Most ballet students are able to attend three or four academic classes at PCS each day. If a student is unable to attend a required class, he or she is responsible for meeting privately with the teacher. Instructors at PCS teach four scheduled classes a week, one less than at most other schools, in order to allow them time for individual meetings with students who must miss classes. In these meetings, both classwork and homework are assigned and reviewed; students then complete the work on their own.

Like Jennifer Chipman, some ballet students become professionals even before completing their high school education. Jennifer was selected from SAB to join New York City Ballet just after her sixteenth birthday. Her new job required her to work from 10:30 A.M. until 10:30 P.M. with two hours of free time each day. Those two hours were spent reading Dostoyevski for her English class or working on her senior research paper about Sir Walter Raleigh and the Tower of London. (A New York City Ballet tour to Europe allowed her to do some on-site research.) Aside from an occasional morning meeting with a teacher, she only attended PCS on Mondays. Still, she maintained an A average and graduated from PCS last June. Like many dancers of her generation, Jennifer applied to colleges; she was accepted by both New York University and Fordham University. Though she has no plans to stop dancing in the near future, an injury made her aware that the professional life of a dancer is uncertain.

Because injuries can end careers when they have just begun, PCS encourages all of its graduates, no matter how certain their futures seem, to apply to colleges. If they are accepted, admission can often be deferred.

Lillie Stewart joined American Ballet Theatre during her senior year at PCS. Her ballet career seemed assured; however, during her third year with the company she slipped a disk in her neck, leaving her virtually paralyzed. "My entire life had been built around my identity as a dancer," explains Lillie, "and suddenly the floor dropped out from under me." She recovered from the injury to dance again, but a relapse ended Lillie's dance career for good. Three years after leaving PCS, she returned to speak with her adviser about applying to college; Lillie is now a graduate of Columbia University.

Even though she was already a member of New York City Ballet, Tanya Gingrich was urged by her PCS adviser to apply to colleges during her senior year.
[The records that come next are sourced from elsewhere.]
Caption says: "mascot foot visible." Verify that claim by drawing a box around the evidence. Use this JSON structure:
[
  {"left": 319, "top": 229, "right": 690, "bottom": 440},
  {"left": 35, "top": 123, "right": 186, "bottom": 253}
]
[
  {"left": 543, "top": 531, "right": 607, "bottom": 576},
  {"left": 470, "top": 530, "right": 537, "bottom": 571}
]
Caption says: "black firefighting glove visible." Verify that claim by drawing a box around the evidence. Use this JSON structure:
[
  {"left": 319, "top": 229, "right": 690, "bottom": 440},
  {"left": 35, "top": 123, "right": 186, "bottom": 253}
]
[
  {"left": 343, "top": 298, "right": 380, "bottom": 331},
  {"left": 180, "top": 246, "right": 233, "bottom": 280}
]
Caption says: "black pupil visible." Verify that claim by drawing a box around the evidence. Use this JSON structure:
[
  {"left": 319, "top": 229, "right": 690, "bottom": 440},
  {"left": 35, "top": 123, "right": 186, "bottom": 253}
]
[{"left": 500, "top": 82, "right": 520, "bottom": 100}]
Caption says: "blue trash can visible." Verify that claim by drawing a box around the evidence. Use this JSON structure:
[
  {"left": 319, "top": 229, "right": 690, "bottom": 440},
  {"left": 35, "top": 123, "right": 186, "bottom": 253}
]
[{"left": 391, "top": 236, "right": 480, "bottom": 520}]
She deferred acceptances to Princeton and Yale to pursue her dance career. After two and one-half years with the ballet company, Tanya felt something was missing. She was raised in a family of academics and had inherited from them both the value of and a gift for learning. She decided to leave ballet for Yale. Tanya has now graduated with a double major in English literature and theater.

While accommodating the busy schedules of its students, PCS never sacrifices its educational standards. The curriculum includes courses such as physics, calculus, and constitutional law. French classes are taught entirely in French, with readings ranging from Voltaire to Sartre. Every year the school boasts an impressive list of students accepted to prestigious universities, and last year two seniors earned perfect scores on their SATs. One was selected both as a National Merit Scholar and as a Presidential Scholar.